The dataset used is `Advertising.csv`, which contains the following features:
- **TV**: Advertising spend on TV (in thousands of dollars).
- **Radio**: Advertising spend on radio (in thousands of dollars).
- **Newspaper**: Advertising spend on newspapers (in thousands of dollars).
Label:
- **Sales**: Product sales (in thousands of units).

## Requirements
This project uses Python and the following libraries:
- `numpy`
- `pandas`
- `matplotlib`
- `seaborn`
- `scikit-learn`

## Code Description
### Data Preprocessing
- The dataset is loaded and separated into predictors (`X`) and target variable (`y`).
- Polynomial features are generated for increasing degrees (1 to 9).

### Training and Testing
- Data is split into training (70%) and testing (30%) sets.
- A `LinearRegression` model is fit on the training data for each polynomial degree.

### Error Metrics
- The RMSE for both training and testing sets is calculated for each degree of polynomial features.
- Results are stored and visualized to show the impact of increasing model complexity.

### Visualization
1. **Scatter Plots**: Relationship between each predictor (TV, Newspaper, Radio) and the target variable (Sales).
![Untitled](https://github.com/user-attachments/assets/3172463e-2ce5-4a82-b6ef-8171204e4612)

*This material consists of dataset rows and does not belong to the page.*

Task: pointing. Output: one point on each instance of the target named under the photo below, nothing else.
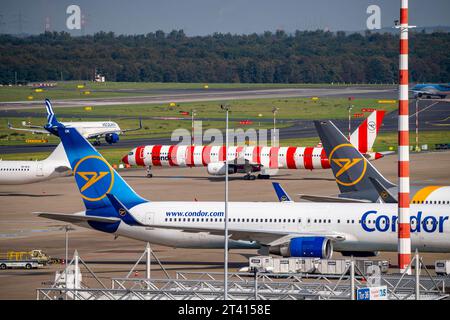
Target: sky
(202, 17)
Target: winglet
(281, 194)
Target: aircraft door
(40, 169)
(150, 218)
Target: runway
(21, 230)
(178, 96)
(433, 115)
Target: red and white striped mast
(404, 227)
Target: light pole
(350, 107)
(274, 111)
(417, 124)
(66, 229)
(192, 120)
(225, 281)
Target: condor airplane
(297, 229)
(109, 130)
(22, 172)
(357, 184)
(255, 158)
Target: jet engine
(112, 138)
(311, 247)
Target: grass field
(383, 142)
(289, 108)
(69, 89)
(260, 110)
(150, 128)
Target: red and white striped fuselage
(198, 156)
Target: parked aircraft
(109, 130)
(21, 172)
(252, 159)
(297, 229)
(359, 181)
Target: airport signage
(372, 293)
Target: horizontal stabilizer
(281, 194)
(314, 198)
(73, 218)
(384, 193)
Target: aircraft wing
(73, 218)
(33, 129)
(133, 129)
(314, 198)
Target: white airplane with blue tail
(286, 228)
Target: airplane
(252, 159)
(430, 90)
(22, 172)
(298, 229)
(359, 181)
(109, 130)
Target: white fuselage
(92, 128)
(22, 172)
(365, 227)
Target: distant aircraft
(359, 181)
(252, 159)
(109, 130)
(22, 172)
(430, 90)
(290, 228)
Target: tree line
(270, 57)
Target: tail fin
(281, 194)
(350, 168)
(51, 118)
(94, 176)
(59, 155)
(364, 136)
(52, 122)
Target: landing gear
(149, 172)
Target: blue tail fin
(51, 118)
(94, 176)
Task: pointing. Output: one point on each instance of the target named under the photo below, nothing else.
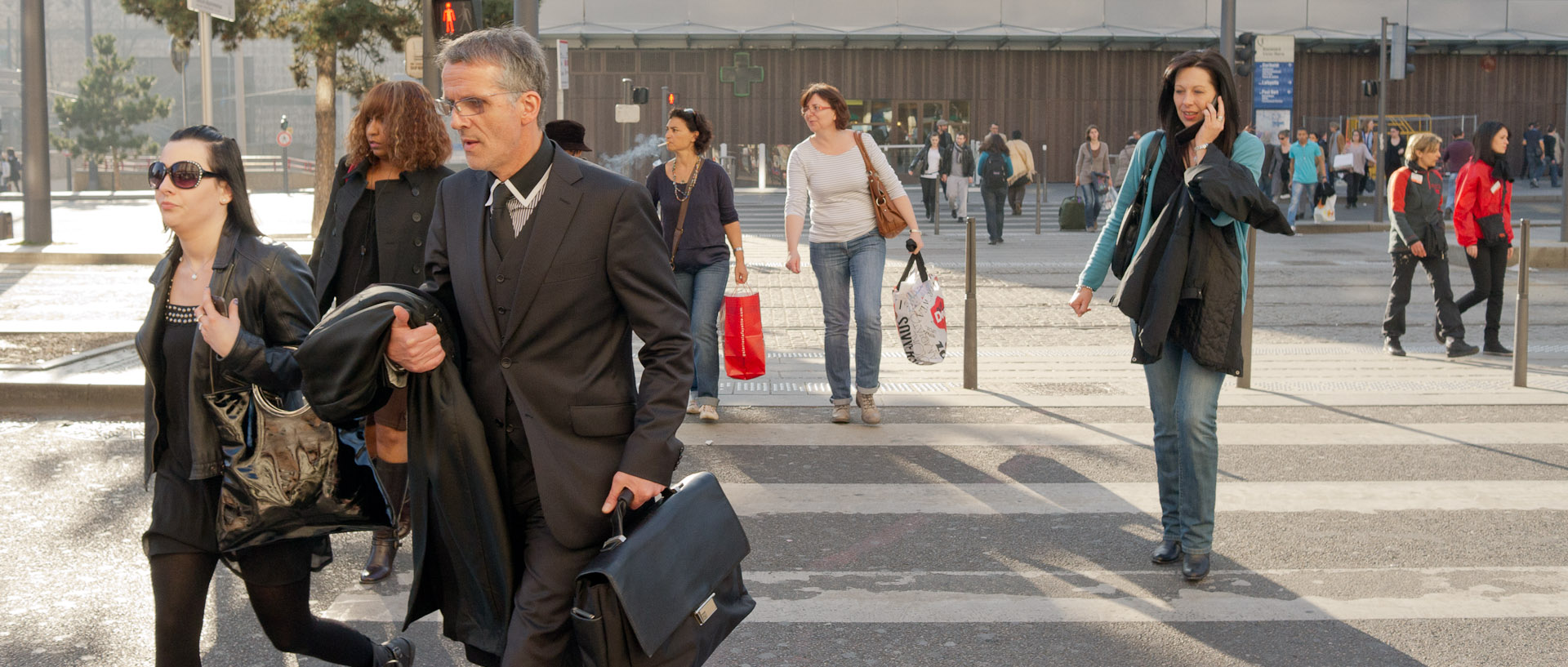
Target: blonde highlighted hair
(1421, 141)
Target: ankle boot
(383, 550)
(395, 653)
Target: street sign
(216, 8)
(1274, 73)
(562, 64)
(414, 57)
(1274, 85)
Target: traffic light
(452, 19)
(1245, 51)
(1399, 64)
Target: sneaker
(841, 414)
(869, 412)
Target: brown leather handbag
(888, 220)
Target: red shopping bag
(744, 354)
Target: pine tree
(110, 104)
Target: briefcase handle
(623, 506)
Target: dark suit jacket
(595, 271)
(402, 225)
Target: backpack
(995, 172)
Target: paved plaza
(1372, 511)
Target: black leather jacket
(1186, 281)
(463, 564)
(276, 312)
(403, 210)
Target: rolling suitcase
(1070, 215)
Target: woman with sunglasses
(376, 216)
(845, 247)
(228, 307)
(697, 204)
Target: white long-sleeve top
(841, 201)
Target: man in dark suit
(549, 265)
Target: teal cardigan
(1249, 152)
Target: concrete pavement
(1374, 511)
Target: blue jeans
(1300, 193)
(838, 265)
(1184, 398)
(705, 293)
(995, 204)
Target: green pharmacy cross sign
(742, 74)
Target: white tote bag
(921, 313)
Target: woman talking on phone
(1203, 172)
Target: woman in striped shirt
(845, 247)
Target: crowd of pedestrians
(523, 279)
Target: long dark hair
(223, 152)
(1220, 74)
(995, 145)
(1484, 152)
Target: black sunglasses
(184, 172)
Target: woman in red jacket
(1482, 225)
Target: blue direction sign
(1274, 85)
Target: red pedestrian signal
(452, 19)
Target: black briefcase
(666, 589)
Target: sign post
(562, 77)
(207, 10)
(1274, 96)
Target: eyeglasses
(468, 105)
(185, 174)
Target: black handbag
(1128, 233)
(666, 588)
(289, 475)
(1493, 232)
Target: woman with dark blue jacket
(1183, 392)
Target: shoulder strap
(681, 216)
(864, 157)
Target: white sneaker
(869, 412)
(841, 414)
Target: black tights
(179, 592)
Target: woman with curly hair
(373, 232)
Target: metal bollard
(971, 353)
(1521, 310)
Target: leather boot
(395, 653)
(385, 540)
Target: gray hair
(519, 57)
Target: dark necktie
(502, 233)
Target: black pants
(1353, 187)
(1487, 269)
(929, 196)
(1437, 265)
(995, 209)
(1015, 194)
(179, 597)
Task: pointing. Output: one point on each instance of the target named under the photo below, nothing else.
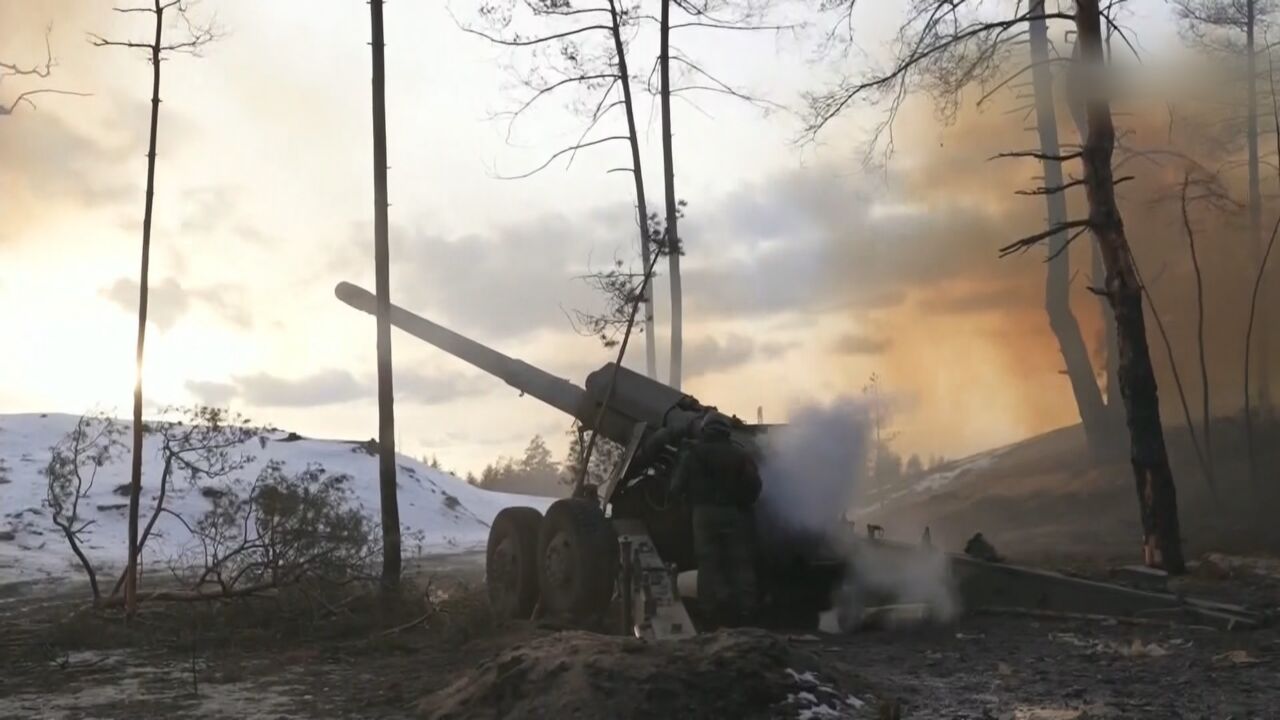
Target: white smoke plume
(814, 469)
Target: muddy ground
(364, 661)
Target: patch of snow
(933, 481)
(439, 513)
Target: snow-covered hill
(439, 513)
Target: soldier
(720, 482)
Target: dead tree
(40, 71)
(202, 445)
(668, 176)
(955, 41)
(382, 274)
(1253, 300)
(700, 14)
(1098, 433)
(193, 40)
(599, 71)
(570, 59)
(1232, 28)
(69, 475)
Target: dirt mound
(740, 674)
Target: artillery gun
(630, 541)
(629, 537)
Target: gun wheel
(511, 563)
(577, 559)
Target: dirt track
(981, 668)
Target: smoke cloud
(813, 466)
(814, 470)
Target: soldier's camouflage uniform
(721, 483)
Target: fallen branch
(1089, 616)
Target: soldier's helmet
(716, 427)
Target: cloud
(328, 387)
(855, 343)
(711, 355)
(210, 392)
(334, 387)
(168, 301)
(434, 388)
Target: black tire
(511, 563)
(577, 559)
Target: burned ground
(365, 661)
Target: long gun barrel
(634, 399)
(557, 392)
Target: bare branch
(1037, 155)
(571, 149)
(1032, 240)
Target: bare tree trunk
(1153, 478)
(1057, 290)
(1206, 418)
(673, 245)
(131, 566)
(1248, 345)
(650, 351)
(1097, 279)
(1255, 188)
(382, 270)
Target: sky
(805, 272)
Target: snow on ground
(439, 513)
(929, 482)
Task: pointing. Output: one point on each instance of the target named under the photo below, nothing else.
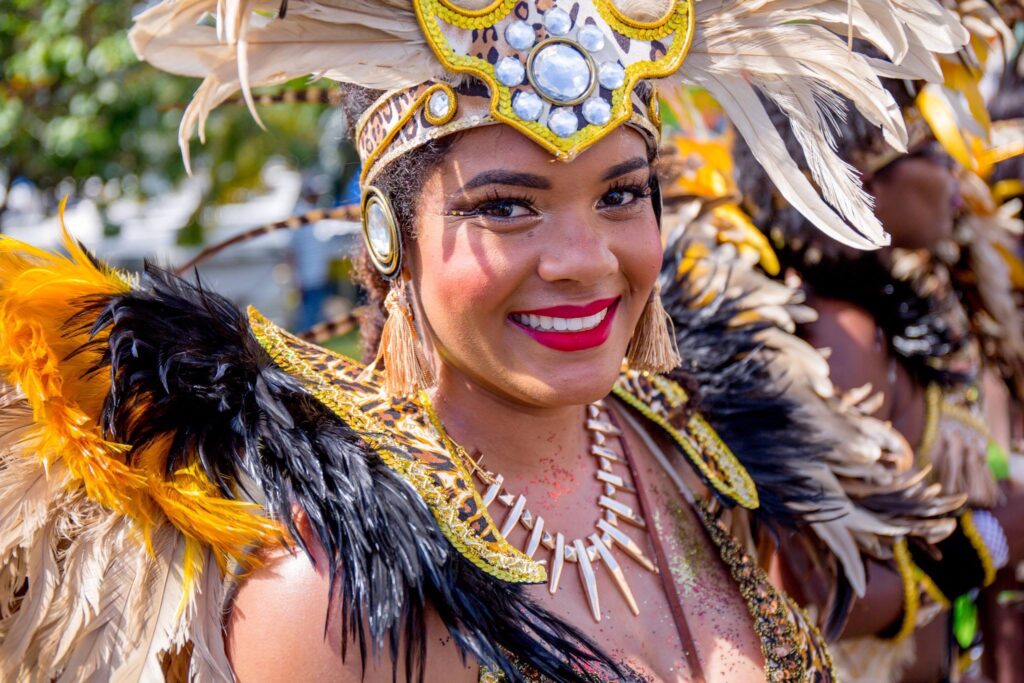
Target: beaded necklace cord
(586, 553)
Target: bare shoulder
(283, 627)
(279, 628)
(858, 350)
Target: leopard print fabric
(793, 648)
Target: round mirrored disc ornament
(560, 72)
(380, 229)
(520, 35)
(563, 122)
(557, 22)
(509, 72)
(592, 38)
(527, 105)
(611, 76)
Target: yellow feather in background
(40, 293)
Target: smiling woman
(543, 473)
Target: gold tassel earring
(653, 346)
(406, 369)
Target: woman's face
(531, 273)
(916, 198)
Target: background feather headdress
(797, 53)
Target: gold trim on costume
(699, 441)
(911, 599)
(407, 446)
(971, 531)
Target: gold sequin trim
(699, 441)
(786, 657)
(674, 19)
(428, 12)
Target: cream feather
(209, 658)
(868, 457)
(374, 44)
(783, 50)
(82, 596)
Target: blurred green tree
(76, 103)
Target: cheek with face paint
(916, 201)
(486, 288)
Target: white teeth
(548, 324)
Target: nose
(579, 251)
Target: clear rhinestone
(562, 122)
(596, 111)
(439, 103)
(519, 35)
(527, 105)
(591, 37)
(561, 73)
(557, 22)
(379, 230)
(611, 76)
(509, 72)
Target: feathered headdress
(564, 73)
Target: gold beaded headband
(565, 73)
(403, 120)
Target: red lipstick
(568, 340)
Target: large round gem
(439, 103)
(561, 73)
(520, 35)
(557, 22)
(563, 122)
(509, 72)
(596, 111)
(527, 105)
(379, 230)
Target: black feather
(726, 374)
(185, 367)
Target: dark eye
(504, 209)
(620, 197)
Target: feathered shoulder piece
(112, 553)
(141, 418)
(816, 457)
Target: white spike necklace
(586, 553)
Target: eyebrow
(499, 177)
(634, 164)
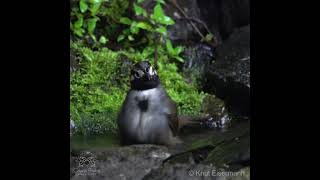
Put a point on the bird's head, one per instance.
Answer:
(144, 76)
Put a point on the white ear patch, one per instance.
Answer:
(151, 72)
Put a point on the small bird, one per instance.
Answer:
(148, 114)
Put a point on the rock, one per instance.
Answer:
(198, 58)
(130, 162)
(217, 110)
(229, 76)
(224, 16)
(181, 31)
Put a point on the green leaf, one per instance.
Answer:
(139, 10)
(95, 8)
(159, 16)
(83, 6)
(103, 40)
(79, 32)
(161, 1)
(79, 23)
(169, 47)
(179, 59)
(95, 1)
(144, 25)
(162, 30)
(133, 28)
(208, 38)
(120, 38)
(130, 38)
(92, 24)
(125, 20)
(178, 50)
(167, 21)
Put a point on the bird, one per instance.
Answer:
(148, 114)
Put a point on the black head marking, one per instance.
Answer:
(144, 76)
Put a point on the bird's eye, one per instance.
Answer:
(137, 74)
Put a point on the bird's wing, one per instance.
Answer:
(172, 115)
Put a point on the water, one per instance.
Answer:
(94, 142)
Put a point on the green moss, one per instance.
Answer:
(99, 87)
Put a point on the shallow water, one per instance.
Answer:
(188, 136)
(94, 142)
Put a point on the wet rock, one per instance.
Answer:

3. **Regression Plot**: Comparison between predicted and actual sales for testing data.
![Untitled](https://github.com/user-attachments/assets/a27731f8-dbd5-4c8d-8b18-ce5f060dd26c)

5. **RMSE Trends**: Line plot showing train and test RMSE as a function of polynomial degree.
![Untitled](https://github.com/user-attachments/assets/8f295f1a-5059-4c18-9efb-92ea89e2dc2b)

## Results
The RMSE trends demonstrate:
- **Low-degree models (e.g., degree 1-3)**: Both train and test RMSE decrease, indicating underfitting.
- **Optimal degree (e.g., degree 4)**: Balanced performance on training and testing data.
- **High-degree models (e.g., degree 5-9)**: Training RMSE decreases further, but testing RMSE rises sharply, showing overfitting.

## Key Code Snippets
### RMSE Calculation Loop
```python
test_RMSE = []
train_RMSE = []

for i in range(1,10):

ob2 = PolynomialFeatures(degree=i, include_bias=False)

polymod2 = ob2.fit_transform(X)

X_train, X_test, y_train, y_test = train_test_split(polymod2, y, test_size=0.3, random_state=101)

ob3 = LinearRegression()
mod3 = ob3.fit(X_train, y_train)

ypredtest = mod3.predict(X_test)
ypredtrain = mod3.predict(X_train)

train_rmse = np.sqrt(mean_squared_error(y_train,ypredtrain))
test_rmse = np.sqrt(mean_squared_error(y_test,ypredtest))

train_RMSE.append(train_rmse)
test_RMSE.append(test_rmse)
```

### RMSE Trend Visualization
```python
plt.figure(figsize=(10,6))
plt.plot(err['degree'][0:6],err['train_RMSE'][0:6])
plt.plot(err['degree'][0:6],err['test_RMSE'][0:6])
plt.legend(labels=['train_RMSE','test_RMSE'])
plt.xlabel('Dergree')
plt.ylabel('RMSE')
plt.ylim(0,4.6)
```

## Conclusion
This project successfully demonstrates how increasing polynomial degrees can lead to overfitting. By analyzing RMSE trends, we highlight the trade-off between bias and variance, providing valuable insights into model complexity and its impact on generalization.

## Future Work
- Introduce regularization techniques (e.g., Ridge or Lasso Regression) to mitigate overfitting.
- Use cross-validation to evaluate model performance more robustly.
- Explore feature selection and scaling to improve regression performance.